HSBC revives plan to axe 35,000 jobs, memo shows

HSBC revives plan to axe 35,000 jobs, memo shows

HSBC is resuming a massive redundancy plan it had put on ice following the outbreak of coronavirus, and will cut 35,000 jobs over the medium term, a memo seen by Reuters on Wednesday showed.

France softens lockdown rules during the outbreak of the coronavirus disease (COVID-19)
FILE PHOTO: A woman wearing a protective face mask walks past a logo of HSBC bank at the financial and business district of La Defense near Paris as France begun a gradual end to a nationwide lockdown due to the coronavirus disease (COVID-19), May 11, 2020. REUTERS/Gonzalo Fuentes

LONDON: HSBC is resuming a massive redundancy plan it had put on ice after the coronavirus outbreak, and will cut 35,000 jobs over the medium term, a memo seen by Reuters on Wednesday showed.

The bank will also maintain a freeze on almost all external recruitment, Chief Executive Noel Quinn said in the memo sent to the bank's 235,000 staff worldwide.

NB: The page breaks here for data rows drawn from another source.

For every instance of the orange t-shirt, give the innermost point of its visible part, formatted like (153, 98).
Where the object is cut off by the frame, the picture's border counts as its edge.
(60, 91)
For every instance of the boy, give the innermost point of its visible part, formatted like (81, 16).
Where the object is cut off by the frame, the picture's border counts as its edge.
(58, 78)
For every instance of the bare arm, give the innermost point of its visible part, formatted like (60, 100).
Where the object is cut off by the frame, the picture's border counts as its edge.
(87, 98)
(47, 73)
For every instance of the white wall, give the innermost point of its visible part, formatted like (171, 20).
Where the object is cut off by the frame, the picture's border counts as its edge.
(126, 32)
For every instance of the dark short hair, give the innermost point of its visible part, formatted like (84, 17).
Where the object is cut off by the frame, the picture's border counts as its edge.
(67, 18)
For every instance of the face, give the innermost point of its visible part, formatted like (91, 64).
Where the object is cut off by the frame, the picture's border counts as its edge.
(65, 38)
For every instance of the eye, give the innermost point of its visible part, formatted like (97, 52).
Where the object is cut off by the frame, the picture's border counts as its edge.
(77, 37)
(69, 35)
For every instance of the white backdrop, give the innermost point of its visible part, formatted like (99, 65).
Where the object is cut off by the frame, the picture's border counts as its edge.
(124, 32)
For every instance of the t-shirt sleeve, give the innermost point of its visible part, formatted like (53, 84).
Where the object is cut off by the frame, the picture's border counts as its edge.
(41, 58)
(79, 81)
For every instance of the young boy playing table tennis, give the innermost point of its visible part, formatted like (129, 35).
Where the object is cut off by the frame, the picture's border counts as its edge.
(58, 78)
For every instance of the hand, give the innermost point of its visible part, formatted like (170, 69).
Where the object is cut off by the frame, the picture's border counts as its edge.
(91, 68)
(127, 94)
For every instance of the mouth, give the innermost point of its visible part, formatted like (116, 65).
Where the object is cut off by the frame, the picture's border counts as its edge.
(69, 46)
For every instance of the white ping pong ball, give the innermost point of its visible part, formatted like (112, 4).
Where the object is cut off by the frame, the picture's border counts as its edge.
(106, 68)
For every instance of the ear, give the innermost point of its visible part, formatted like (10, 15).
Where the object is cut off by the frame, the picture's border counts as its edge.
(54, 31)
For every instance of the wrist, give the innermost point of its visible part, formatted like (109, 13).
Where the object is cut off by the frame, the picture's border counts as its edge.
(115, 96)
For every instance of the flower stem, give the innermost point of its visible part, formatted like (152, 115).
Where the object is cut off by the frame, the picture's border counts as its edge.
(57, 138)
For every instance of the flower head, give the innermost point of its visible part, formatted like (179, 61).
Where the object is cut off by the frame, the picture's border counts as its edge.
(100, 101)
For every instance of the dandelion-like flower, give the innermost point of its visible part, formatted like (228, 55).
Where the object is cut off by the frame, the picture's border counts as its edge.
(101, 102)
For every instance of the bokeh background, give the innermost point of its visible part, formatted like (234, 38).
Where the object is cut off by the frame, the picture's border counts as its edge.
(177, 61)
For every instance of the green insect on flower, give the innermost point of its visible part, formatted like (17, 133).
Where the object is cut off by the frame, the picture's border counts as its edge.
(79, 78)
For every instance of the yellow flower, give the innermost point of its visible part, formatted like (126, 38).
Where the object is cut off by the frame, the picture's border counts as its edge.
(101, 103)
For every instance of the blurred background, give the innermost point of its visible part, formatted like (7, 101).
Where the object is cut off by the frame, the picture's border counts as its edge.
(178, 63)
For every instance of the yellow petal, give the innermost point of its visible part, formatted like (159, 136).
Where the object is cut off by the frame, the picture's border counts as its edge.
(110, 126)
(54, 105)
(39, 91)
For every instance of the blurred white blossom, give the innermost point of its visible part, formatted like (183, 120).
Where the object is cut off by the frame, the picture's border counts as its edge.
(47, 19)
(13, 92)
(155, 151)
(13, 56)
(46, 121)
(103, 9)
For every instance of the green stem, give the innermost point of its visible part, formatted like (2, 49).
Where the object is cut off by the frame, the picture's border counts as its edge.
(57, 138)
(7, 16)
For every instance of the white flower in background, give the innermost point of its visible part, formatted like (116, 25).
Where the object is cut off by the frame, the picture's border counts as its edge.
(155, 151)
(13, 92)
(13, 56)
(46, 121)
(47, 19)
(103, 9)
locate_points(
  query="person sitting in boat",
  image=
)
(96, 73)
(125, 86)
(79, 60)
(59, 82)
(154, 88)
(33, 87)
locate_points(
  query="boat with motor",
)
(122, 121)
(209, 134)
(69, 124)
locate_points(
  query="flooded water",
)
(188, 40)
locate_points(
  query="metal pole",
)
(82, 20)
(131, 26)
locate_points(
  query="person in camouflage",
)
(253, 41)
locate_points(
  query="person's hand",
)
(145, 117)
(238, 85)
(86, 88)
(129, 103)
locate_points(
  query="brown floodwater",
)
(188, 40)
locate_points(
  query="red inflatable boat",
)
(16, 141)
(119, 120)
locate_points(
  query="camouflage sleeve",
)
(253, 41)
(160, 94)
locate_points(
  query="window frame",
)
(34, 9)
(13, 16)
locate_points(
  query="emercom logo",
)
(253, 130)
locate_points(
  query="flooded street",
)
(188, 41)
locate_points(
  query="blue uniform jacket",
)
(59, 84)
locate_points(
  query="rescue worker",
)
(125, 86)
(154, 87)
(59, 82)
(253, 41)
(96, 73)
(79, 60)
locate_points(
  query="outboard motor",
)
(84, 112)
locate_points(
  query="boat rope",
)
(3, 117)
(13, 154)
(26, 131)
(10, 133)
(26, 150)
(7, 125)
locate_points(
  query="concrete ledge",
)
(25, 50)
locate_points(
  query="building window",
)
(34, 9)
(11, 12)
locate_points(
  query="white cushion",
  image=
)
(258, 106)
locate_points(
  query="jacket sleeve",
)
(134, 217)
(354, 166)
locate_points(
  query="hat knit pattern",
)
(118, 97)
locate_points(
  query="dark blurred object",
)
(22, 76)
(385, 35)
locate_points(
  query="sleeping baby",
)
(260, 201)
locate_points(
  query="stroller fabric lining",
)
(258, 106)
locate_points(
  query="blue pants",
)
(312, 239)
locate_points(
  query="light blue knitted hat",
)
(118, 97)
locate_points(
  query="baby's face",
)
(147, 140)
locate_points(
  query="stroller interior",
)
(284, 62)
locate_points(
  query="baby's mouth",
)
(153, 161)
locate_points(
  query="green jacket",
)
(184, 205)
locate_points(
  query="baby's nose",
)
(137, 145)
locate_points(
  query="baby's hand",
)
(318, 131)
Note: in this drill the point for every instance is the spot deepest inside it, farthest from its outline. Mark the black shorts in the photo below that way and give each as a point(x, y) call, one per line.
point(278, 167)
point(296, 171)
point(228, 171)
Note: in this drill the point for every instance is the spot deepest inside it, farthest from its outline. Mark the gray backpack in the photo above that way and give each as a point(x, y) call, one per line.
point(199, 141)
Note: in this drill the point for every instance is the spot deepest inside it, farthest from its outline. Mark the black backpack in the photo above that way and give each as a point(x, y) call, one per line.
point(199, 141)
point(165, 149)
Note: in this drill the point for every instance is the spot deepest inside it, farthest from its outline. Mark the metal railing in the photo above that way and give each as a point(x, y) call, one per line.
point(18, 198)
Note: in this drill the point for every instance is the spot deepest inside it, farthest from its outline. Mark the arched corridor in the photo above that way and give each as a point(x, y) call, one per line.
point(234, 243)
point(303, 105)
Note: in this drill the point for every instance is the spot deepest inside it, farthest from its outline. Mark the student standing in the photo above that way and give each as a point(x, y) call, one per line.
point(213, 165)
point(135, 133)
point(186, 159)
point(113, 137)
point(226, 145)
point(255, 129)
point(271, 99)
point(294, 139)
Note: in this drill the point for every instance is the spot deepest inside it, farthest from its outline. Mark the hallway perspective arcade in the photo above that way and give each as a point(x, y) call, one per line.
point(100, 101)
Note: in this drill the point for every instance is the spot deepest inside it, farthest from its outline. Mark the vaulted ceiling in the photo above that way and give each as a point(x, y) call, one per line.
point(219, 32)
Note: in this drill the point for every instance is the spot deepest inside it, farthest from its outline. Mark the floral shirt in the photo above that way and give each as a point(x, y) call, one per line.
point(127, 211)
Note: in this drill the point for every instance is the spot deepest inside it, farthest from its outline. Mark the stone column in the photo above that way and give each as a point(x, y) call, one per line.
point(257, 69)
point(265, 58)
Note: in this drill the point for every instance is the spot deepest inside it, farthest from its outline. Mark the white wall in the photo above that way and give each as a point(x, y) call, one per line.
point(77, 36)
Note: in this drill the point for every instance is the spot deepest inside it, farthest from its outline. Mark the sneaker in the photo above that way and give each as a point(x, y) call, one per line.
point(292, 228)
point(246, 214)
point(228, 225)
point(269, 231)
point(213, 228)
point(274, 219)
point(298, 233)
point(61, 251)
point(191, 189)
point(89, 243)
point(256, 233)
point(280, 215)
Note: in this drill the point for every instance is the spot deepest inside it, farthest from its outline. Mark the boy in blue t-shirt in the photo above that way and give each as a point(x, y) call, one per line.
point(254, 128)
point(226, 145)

"We could not pause the job losses indefinitely - it was always a question of 'not if, but when'," Quinn said.

A bank spokeswoman confirmed the contents of the memo.

In March, HSBC had postponed the job cuts, part of a wider restructuring to cut costs, saying the extraordinary circumstances of the COVID-19 pandemic meant it would have been wrong to push staff out.

The bank now has to resume the programme as profits fall and economic forecasts point to a challenging time ahead, Quinn said, adding that he had asked senior executives to look at ways to cut costs in the second half of the year.

Shares of HSBC have fallen 27per cent since the start of March, with the pandemic prompting the lender to set aside US$3 billion in bad loan provisions in its first quarter earnings.

Under the restructuring plan first announced in February, HSBC said it would merge its private banking and wealth business, cut back its European equity business, and reduce its U.S. retail network, with the aim of cutting US$4.5 billion in costs.

"The reality is that the measures and the change we announced in February are even more necessary today," Quinn said.